|Early Tootsie Roll packaging.|
On February 23, 1896 Austrian immigrant Leo Hirshfield introduced the candy that would probably result in more emergency trips to the dentist than any other, the Tootsie Roll, at his New York City sweets shop. He named the confection in honor of his daughter Clara, aka Tootsie and not, as urban legend would have it, because of some bizarre foot fetish.
Prior to its introduction most Americans seldom had any kind of chocolate candy because milk chocolate and dark chocolate were inherently unstable, prone to crystallizing over time if they did not melt. Bon-bons were the treats of the rich and spoiled. Middle class families could make homemade fudge but it had to be eaten quickly because in a few days it would turn into teeth shattering brick.

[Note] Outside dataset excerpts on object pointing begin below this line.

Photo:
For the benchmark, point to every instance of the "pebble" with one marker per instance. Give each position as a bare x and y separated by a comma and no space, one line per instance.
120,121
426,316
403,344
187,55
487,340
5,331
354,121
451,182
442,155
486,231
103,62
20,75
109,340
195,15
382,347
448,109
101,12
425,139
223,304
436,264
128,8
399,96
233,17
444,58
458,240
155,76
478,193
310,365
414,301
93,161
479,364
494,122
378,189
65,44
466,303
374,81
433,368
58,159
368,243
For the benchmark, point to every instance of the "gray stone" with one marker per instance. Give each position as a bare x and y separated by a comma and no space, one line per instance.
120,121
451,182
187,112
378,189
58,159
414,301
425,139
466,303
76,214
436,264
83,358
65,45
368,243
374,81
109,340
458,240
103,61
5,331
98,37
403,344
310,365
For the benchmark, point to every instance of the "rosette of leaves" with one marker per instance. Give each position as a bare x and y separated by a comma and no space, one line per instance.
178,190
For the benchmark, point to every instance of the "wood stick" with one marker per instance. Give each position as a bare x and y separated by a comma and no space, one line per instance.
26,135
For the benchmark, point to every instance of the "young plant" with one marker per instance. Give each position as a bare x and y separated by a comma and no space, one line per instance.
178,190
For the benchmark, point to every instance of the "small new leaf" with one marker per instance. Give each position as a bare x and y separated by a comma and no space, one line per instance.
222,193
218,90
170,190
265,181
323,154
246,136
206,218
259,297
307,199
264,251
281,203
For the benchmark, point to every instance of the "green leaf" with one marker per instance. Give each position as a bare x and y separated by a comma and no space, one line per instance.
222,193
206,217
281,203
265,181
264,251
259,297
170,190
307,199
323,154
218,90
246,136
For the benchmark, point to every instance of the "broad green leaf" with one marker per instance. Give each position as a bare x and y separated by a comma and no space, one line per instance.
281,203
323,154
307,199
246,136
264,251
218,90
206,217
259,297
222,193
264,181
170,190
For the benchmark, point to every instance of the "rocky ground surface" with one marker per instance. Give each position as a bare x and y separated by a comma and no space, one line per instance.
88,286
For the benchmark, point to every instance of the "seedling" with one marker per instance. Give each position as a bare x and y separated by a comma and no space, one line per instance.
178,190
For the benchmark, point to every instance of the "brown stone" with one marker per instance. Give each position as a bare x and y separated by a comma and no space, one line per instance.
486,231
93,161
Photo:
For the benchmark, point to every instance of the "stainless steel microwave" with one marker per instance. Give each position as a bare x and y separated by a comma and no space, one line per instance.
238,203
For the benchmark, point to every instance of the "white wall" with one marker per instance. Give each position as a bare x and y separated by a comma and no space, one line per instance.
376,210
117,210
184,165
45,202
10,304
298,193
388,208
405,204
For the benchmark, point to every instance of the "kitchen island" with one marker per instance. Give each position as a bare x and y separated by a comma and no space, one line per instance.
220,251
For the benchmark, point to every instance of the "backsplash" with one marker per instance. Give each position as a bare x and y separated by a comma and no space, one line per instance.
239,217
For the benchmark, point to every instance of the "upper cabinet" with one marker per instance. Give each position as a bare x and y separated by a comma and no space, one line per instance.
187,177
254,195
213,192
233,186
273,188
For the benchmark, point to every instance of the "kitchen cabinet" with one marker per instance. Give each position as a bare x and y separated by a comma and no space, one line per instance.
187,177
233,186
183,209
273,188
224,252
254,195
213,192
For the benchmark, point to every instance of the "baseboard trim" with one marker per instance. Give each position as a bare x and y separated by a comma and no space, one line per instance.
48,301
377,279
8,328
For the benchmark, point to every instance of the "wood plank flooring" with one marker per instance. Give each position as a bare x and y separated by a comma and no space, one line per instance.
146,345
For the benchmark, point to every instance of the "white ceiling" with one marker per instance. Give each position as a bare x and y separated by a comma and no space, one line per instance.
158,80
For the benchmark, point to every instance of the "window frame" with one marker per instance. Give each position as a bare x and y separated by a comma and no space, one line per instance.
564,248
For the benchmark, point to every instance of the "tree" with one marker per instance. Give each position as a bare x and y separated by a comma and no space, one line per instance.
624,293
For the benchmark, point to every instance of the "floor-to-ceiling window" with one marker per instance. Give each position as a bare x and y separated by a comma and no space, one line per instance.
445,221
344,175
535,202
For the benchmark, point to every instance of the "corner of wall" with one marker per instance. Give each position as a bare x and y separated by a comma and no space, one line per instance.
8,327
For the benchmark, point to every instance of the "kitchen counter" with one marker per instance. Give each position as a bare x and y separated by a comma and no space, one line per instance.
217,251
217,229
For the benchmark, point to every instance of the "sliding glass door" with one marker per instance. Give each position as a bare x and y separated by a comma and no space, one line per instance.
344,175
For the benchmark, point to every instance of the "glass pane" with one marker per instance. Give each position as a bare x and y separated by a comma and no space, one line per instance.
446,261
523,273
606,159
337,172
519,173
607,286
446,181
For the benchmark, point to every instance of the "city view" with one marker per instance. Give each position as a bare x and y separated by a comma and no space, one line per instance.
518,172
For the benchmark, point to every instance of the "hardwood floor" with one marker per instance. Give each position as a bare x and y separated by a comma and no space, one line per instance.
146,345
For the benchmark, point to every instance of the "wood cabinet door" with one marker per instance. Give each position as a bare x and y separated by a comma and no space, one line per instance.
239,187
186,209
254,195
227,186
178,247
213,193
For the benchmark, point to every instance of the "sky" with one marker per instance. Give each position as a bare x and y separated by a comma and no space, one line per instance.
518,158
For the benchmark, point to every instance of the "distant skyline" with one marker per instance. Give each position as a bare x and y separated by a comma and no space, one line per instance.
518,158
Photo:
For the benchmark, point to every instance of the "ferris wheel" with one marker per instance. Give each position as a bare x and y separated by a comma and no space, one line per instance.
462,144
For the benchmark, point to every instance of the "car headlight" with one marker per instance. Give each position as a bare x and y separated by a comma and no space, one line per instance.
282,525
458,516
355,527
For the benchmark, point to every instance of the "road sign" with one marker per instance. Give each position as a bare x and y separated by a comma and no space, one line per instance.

Most folks got their chocolate fix as the Aztecs did, by drinking cocoa and their sweet tooth satisfied by hard penny candies.
By mixing the cocoa powder with a caramel like syrup base, boiling it down, and rolling it into a bar, Hirshfield created a cheap, lasting, and portable treat.

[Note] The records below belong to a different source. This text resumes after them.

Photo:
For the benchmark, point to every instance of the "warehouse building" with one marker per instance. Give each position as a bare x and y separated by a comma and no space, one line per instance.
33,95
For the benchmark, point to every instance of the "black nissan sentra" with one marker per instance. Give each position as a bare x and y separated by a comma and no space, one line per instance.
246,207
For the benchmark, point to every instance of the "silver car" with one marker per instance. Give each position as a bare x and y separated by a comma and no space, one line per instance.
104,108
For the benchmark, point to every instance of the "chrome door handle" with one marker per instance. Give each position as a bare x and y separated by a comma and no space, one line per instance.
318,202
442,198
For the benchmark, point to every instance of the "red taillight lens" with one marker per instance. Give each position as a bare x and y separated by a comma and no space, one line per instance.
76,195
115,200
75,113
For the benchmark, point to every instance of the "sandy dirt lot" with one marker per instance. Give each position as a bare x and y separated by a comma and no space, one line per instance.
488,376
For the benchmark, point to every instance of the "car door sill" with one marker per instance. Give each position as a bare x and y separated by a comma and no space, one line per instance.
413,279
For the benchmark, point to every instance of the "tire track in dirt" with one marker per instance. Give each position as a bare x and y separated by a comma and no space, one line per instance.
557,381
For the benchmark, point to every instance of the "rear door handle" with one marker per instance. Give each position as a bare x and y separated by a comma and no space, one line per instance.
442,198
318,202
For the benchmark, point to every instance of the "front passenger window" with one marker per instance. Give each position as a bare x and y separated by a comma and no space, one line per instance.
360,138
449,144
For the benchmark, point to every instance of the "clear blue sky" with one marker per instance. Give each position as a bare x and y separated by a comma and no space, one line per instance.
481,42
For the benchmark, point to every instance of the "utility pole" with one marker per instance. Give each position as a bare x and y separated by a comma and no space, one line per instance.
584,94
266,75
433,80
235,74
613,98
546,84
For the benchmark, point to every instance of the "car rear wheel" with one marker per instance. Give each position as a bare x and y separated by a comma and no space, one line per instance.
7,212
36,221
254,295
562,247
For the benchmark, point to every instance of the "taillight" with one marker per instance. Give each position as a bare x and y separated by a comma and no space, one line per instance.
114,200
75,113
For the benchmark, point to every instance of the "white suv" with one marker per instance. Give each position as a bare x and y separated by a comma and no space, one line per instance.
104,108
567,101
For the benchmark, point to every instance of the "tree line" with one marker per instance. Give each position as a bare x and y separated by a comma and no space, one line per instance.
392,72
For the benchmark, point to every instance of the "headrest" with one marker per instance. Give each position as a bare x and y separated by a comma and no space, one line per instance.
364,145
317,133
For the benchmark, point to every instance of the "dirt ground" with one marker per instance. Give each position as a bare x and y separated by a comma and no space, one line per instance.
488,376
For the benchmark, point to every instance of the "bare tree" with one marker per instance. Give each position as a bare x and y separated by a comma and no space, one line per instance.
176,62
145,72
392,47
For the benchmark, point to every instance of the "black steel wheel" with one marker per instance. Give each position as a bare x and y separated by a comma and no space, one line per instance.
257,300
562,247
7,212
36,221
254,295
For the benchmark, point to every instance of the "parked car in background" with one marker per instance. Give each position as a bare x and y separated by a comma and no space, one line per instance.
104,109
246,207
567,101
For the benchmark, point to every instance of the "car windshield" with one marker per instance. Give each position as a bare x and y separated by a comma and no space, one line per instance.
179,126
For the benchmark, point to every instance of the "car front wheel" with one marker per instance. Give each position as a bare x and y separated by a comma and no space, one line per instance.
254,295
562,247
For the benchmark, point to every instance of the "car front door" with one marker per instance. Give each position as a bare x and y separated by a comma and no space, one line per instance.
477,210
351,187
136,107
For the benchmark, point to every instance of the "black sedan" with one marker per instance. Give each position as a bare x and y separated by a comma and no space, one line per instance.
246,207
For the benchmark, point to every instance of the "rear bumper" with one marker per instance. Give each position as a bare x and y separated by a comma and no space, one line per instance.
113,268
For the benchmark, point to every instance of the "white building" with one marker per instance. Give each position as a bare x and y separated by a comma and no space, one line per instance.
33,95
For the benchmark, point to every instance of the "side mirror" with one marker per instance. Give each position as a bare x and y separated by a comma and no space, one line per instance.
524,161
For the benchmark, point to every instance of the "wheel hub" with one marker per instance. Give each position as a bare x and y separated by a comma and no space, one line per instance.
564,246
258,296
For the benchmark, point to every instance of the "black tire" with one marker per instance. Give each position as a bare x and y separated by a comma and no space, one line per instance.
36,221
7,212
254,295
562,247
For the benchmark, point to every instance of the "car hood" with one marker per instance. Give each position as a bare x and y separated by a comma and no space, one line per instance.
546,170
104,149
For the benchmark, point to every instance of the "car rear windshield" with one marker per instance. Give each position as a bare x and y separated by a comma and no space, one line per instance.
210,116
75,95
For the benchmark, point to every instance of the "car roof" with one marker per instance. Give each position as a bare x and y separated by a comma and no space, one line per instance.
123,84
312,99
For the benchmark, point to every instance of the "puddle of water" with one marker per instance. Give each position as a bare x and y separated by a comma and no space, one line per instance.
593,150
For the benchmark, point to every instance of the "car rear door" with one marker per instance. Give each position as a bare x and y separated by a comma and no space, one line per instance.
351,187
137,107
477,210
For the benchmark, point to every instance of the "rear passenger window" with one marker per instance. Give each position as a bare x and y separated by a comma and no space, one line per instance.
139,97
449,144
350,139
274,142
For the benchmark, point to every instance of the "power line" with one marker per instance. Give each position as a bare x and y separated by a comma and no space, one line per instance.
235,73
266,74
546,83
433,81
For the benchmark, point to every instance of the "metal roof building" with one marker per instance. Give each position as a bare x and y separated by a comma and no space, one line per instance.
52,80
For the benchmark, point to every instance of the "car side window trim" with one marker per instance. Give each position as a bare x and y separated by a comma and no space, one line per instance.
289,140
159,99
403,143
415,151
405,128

It wasn’t until Milton Hershey devised a process to stabilize milk chocolate a few years later that he had to compete with widely available chocolate candy.
In 1931 the company introduced the Tootsie Pop, cheap treat just the ticket for Depression era cash strapped customers. The durability of the original Tootsie Roll caused it to be included in the rations of World War II GIs.
Today, faced with competition from endless chocolate bars, the full size Tootsie Roll has faded from many candy counters. But the personal size and mini versions in bags are ubiquitous as inexpensive Halloween candy and for kid’s birthday party treat bags.
And they will still pull a filling out of a molar in a heartbeat.